# WTF Shimano



## TwoWheelinTim (Apr 6, 2003)

The bike is two years old with Shimano Ultegra drive train. The cables are still OEM. I know they are the cables that came with the shifters and brakes, I built the bike. I took them from the unopened packages and installed them myself. I noticed this weekend they ALL are rusting. WTF? Is shimano that cheap they can't afford to supply stainless steel cables with a groupo costing in the neighborhood of a thousand dollars?

That's infuriating.

Tim


----------



## myette10 (Jul 20, 2003)

two years is about 18 months longer than you should expect cable to last. atmo


----------



## California L33 (Jan 20, 2006)

TwoWheelinTim said:


> The bike is two years old with Shimano Ultegra drive train. The cables are still OEM. I know they are the cables that came with the shifters and brakes, I built the bike. I took them from the unopened packages and installed them myself. I noticed this weekend they ALL are rusting. WTF? Is shimano that cheap they can't afford to supply stainless steel cables with a groupo costing in the neighborhood of a thousand dollars?
> 
> That's infuriating.
> 
> Tim


 I don't know about the spec on Ultegra cables, but you can't use stainless for everything. It's not as strong as mild steel and has some other undesirable characteristics. Put Boeshield on the new cables every time you lube the bike, also on all exposed bolt heads. As I understand it, Boeshield was actually designed to protect aircraft control cables from rusting before it was adapted for bike use.

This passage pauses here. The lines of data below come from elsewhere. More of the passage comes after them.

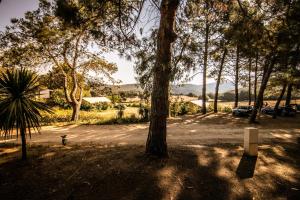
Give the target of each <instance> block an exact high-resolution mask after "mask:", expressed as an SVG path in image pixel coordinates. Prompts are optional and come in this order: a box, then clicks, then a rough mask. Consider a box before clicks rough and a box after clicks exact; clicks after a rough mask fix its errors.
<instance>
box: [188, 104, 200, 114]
mask: <svg viewBox="0 0 300 200" xmlns="http://www.w3.org/2000/svg"><path fill="white" fill-rule="evenodd" d="M188 112H189V113H190V114H196V113H199V112H200V107H199V106H198V105H195V104H193V103H188Z"/></svg>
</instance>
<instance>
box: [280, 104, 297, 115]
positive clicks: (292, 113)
mask: <svg viewBox="0 0 300 200" xmlns="http://www.w3.org/2000/svg"><path fill="white" fill-rule="evenodd" d="M296 113H297V111H296V109H294V108H293V106H291V105H289V106H284V107H281V116H291V117H293V116H295V115H296Z"/></svg>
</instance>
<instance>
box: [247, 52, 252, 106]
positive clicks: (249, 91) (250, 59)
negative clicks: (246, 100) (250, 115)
mask: <svg viewBox="0 0 300 200" xmlns="http://www.w3.org/2000/svg"><path fill="white" fill-rule="evenodd" d="M251 70H252V59H251V57H250V58H249V69H248V71H249V73H248V99H249V106H250V105H251V101H252V99H251V95H252V93H251Z"/></svg>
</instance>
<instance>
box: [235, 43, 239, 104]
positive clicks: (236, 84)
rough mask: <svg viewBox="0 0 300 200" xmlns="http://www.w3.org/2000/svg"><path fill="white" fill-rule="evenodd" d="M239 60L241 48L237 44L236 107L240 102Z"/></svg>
mask: <svg viewBox="0 0 300 200" xmlns="http://www.w3.org/2000/svg"><path fill="white" fill-rule="evenodd" d="M239 61H240V48H239V46H238V45H237V46H236V63H235V80H234V87H235V88H234V92H235V96H234V107H237V106H238V103H239Z"/></svg>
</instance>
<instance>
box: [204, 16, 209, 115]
mask: <svg viewBox="0 0 300 200" xmlns="http://www.w3.org/2000/svg"><path fill="white" fill-rule="evenodd" d="M208 37H209V24H208V16H206V19H205V44H204V63H203V78H202V79H203V80H202V81H203V82H202V114H206V71H207V57H208Z"/></svg>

I've got 2 years and 7500 miles on a set of Shimano cables. I asked the dealer's mechanic if it was time to replace them. He said if there's no wear or corrosion there's no need to replace them, and has seen cables go a lot further than 7500 miles. He said you often end up with wear in the sleeves near the cable ends, and if those aren't trimmed they can start to wear the cables.


----------



## Lab Worker (May 31, 2004)

Only the DuraAce cables are stainless.

2 years is a bit long to be running the same cables for though! Put some new inners and outers on your bike: you'll be amazed by how good the shifting is ;-)


----------



## jsedlak (Jun 17, 2008)

My bike has 25 year old cables..............................


----------



## Guest (Aug 6, 2008)

Mortgage your house and pre-order the new Shimano electronic group!


----------



## chopsuuy (May 21, 2008)

kytyree said:


> Mortgage your house and pre-order the new Shimano electronic group!


Well, with the decreasing price of homes, not sure if I have any equity to spare for this electronic Shimano.


----------



## Guest (Aug 6, 2008)

good point, I doubt I have enough equity in this house for what I saw that group listed at.

Anyone seen an MSRP for the 2009 Campy groups? I am sure they are very affordable as well.

How about the 09 version of Shimano's carbon crank is that thing still like a billion dollars?


----------



## luffy (Mar 2, 2007)

I hope you're joking...


----------



## IndyFabCJ (Apr 1, 2006)

Life is good when the only thing you can ***** about is cables.


----------



## rkj__ (Mar 21, 2007)

lube cables, and they won't rust. I too am a little surprised Ultegra ships with non-stainless. Oh well.


----------